On sait que la déchéance nationale pour sanctionner les
crimes de terrorisme est une mesure qui divise la classe politique, mais
pas l’opinion publique qui lui est massivement favorable.
Beaucoup considèrent même qu’elle est la seule appropriée :
c’est une réaction d’indignation devant un acte qui vise à détruire des hommes
et des femmes parce qu’ils sont français : « Nous refusons que ces
criminels puissent prétendre faire partie de notre peuple ! »
Mais faut-il donner suite à un tel sursaut populaire ?
Ne s’agit-il pas d’un appel au lynchage auquel il faut résister ?

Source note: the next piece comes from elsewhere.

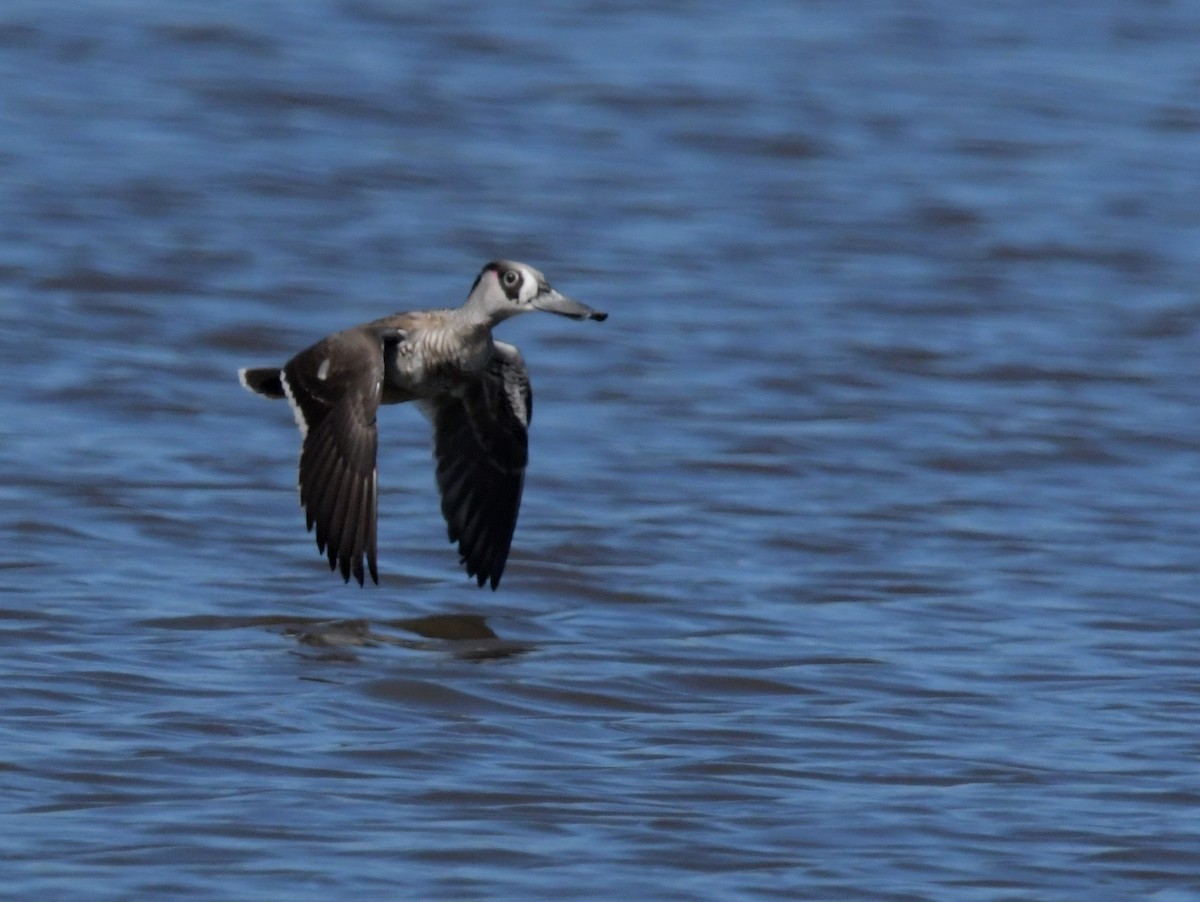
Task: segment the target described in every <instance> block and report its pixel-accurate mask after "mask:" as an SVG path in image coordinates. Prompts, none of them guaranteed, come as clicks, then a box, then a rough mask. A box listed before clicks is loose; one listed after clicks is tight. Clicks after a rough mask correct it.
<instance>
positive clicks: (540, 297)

C’est précisément cette hésitation que Durkheim veut
dissiper : selon lui, ces réactions sociales sont non seulement
nécessaires à la vie collective, mais il faut aussi les activer et c’est
justement une des fonctions de la sanction pénale : /la peine/ a pour fonction utile d’entretenir les sentiments
/collectifs offensés par le crime/ au même degré d’intensité (Citation
ci-dessus)
Un interdit ne peut être violé sans qu’une sanction vienne
châtier le coupable. L’intensité de la punition doit être proportionnelle à
l’offense, et si aucune punition ne peut être à la hauteur du crime, une
sanction symbolique, telle que l’ostracisme ou la déchéance de nationalité
peuvent être infligée. (1)
La punition a deux fonctions : l’une tournée vers le
fautif, qu’il faut sanctionner (voire même décourager de passer à l’acte) ;
l’autre tournée vers la faute pour « dédommager » la loi de la
violence dont elle a été l’objet. Bien sûr, la loi n’est qu’un symbole et la
punition vise surtout à « dédommager » les citoyens de la violence dont
la loi a été l’objet.
On dira qu’avec de telles théories on n’est pas loin de voir
réapparaitre les carcans et les gibets. Et alors ? J’ai comme l’idée que
certains seraient près à tenter l’expérience. Où ça ? A Béziers bien
sûr !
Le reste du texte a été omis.